2. Advanced Signal Processing Technologies for Spatial Audio
The current state-of-the-art technologies involved with spatial audio are summarized in two review papers [
1,
2]. The review paper written by Zhang, Samarasinghe, Chen, and Abhayapala [
1] delivers a broad overview of existing and emerging spatial audio technologies involved with spatial audio. The paper begins with a summary of binaural technologies based on the head-related transfer function and covers sound field recording/reproduction techniques utilizing multichannel microphones and loudspeakers. The ending of the paper is devoted to the multi-zone sound reproduction problem, which aims to deliver multiple audio programs over multiple spatial regions.
The paper by Hong, He, Lam, Gupta, and Gan [
2] puts a strong emphasis on the use of signal processing tools for the design of soundscapes. The review paper discusses the sound recording and reproduction technologies to render auditory sceneries resulting from the interaction of sound objects and surrounding environments. Beyond the simple reproduction of existing auditory scenery, soundscape design problems to improve the existing poor acoustic conditions are presented. The augmented reality in audio is especially highlighted as a means to provide an improved listening experience.
Proper localization of a sound source has been an important issue in the spatial audio for a long time, and it has been realized in various ways for stereo, discrete multichannel, and sound field control systems. Some new aspects of the localization problem are dealt with in this special issue, especially for proper recording, reproduction, perception, and evaluation.
In the paper written by Gößwein, Grosse, and van de Par [
3], the authors propose a stereoscopic recording technique for enhancing the direct sound field in a reverberant environment. They employ two crossed linear microphone arrays combined with a super-directive endfire beam pattern. It is shown that the array recording can reduce the reverberation, while keeping compatibility with the amplitude panning technique.
The perception of sound localization has been studied over a decade, but the localization of elevated sound sources still remains a challenging problem. Wallis and Lee [
4] study the influence of the interchannel time and level differences between two loudspeaker layers of different heights on the localization threshold. The results show the dependence of the localization threshold on the interchannel time difference. The required directivity of recording microphone in height direction is also discussed based on the identified localization threshold.
Objective evaluation of the reproduced sound field is another important issue. Mean squared error (MSE) has been popularly employed as a measure of similarity between target and reproduced sound fields. However, in their work [
5], Chang and Jeong propose to use beamforming powers derived from given sound fields as a new measure. The primary reasoning behind the proposed measure is the weakness of MSE against room reflections and for 2.5-D reproduction techniques, such as wave field synthesis, that inevitably exhibit amplitude bias along the distance. The beam-power measure is expected to provide a more robust means to evaluate the directional cue or the direct component of a sound field.

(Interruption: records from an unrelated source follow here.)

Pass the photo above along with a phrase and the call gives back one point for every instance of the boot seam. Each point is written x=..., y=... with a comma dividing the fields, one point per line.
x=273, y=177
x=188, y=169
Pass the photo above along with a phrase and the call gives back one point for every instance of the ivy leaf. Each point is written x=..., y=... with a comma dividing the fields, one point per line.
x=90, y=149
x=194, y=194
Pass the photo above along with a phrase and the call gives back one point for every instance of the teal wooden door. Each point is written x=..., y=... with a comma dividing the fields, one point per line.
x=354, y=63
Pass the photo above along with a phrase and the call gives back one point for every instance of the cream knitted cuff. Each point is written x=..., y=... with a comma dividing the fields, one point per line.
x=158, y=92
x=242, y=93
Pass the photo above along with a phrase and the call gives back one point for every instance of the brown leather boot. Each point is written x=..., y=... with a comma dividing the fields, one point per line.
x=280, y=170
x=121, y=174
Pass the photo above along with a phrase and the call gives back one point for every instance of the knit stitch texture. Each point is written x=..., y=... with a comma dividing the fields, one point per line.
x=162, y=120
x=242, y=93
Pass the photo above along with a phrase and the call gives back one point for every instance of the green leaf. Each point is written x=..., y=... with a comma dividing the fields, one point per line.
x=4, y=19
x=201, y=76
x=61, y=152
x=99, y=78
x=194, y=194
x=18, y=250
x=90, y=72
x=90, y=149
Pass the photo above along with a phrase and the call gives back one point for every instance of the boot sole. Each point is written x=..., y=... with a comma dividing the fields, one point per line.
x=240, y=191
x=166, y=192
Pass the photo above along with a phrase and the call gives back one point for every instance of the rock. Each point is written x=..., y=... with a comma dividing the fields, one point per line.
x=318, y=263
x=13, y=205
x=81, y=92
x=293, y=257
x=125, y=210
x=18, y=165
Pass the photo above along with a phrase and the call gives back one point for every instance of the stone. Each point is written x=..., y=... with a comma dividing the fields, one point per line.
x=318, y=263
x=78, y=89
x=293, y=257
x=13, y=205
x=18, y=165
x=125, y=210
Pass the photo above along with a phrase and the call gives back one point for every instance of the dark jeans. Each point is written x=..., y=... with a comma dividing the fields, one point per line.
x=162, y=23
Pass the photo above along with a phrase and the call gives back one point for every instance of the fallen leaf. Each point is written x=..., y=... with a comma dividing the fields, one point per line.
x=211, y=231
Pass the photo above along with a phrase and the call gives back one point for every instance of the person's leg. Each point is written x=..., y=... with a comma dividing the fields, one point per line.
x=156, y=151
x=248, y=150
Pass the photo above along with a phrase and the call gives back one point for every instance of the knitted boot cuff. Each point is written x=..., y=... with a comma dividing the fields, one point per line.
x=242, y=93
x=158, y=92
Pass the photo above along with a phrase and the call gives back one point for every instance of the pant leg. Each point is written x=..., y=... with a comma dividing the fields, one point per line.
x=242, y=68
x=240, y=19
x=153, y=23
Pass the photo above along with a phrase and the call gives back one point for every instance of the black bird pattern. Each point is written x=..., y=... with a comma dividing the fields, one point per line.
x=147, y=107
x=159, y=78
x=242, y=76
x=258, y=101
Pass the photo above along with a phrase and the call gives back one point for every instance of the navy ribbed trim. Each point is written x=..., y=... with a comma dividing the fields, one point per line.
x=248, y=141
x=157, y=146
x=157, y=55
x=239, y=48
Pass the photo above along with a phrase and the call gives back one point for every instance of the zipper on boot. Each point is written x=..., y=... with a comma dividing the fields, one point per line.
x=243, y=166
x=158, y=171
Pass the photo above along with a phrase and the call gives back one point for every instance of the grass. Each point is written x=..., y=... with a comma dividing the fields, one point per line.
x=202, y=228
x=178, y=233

The study by Mieth and Zölzer [
6] deals with the objective evaluation problem for the pairwise panning-based upmix algorithm. To access the sound quality of upmix algorithms without subjective evaluations, they propose detailed procedures and measures regarding the direction of a virtual sound source, the amount of residual direct sound, loudness, and correlations in the frontal and surround channels.
The localization of sound is not only involved with the directional cue. Wendt, Zotter, Frank, and Höldrich [
7] investigated the way to control the perceived distance through the variation of source directivities. The influence of the auralized room, source-listener distance, signal, and single-channel reverberation are considered together to build a model predicting the perceived distance. They tested various third-order beam patterns in a real room, which demonstrate that the distance perception caused by the source directivity is coupled with the sense of apparent source width.
For spatial audio, there are many auditory impressions to be carefully controlled along with the localization cues. Auditory sceneries deliver various spatial impressions such as stage width and ambience. The synthesis of late reverberation is studied in the paper written by Välimäki, Holm-Rasmussen, Alary, and Lehtonen [
8]. They segmented the late part of a room impulse response and approximated the segments as filtered velvet noises that are very sparse in time but sound smoother. It is demonstrated that filtering with velvet noises greatly reduces the computational cost, only resulting in minor subjective differences for transient sounds.
The paper authored by Bai, Chung, Wu, Chiang, and Yang [
9] proposes a general strategy to tackle the inverse problem that is often encountered in solving the source identification and separation problems for the spatial audio signal processing. Various inverse problem solvers, for both underdetermined and overdetermined problems, are investigated and compared in terms of PESQ and segSNR. Guidelines for choosing the right algorithm and regularization parameter are provided, with detailed examples of sound field analysis and synthesis problems.
Another inverse problem discussed by Gómez, Astley, and Fazi [
10], is for the interactive auralization of sound fields in a low-frequency region. They utilized the finite element method to simulate a sound field in a room and then transformed the result using a plane wave expansion technique. Plane wave expansion has been popularly used for its simplicity in realizing the interactive sound rendering system that requires translation and rotation of sound fields. The transform of a sound field using plane wave expansion is a typical inverse problem, in which the determination of a regularization parameter is important to prevent singularity problems. The effect of regularization on the sound field representation is discussed, in view of plane waves’ energy density and the size of sweet spot.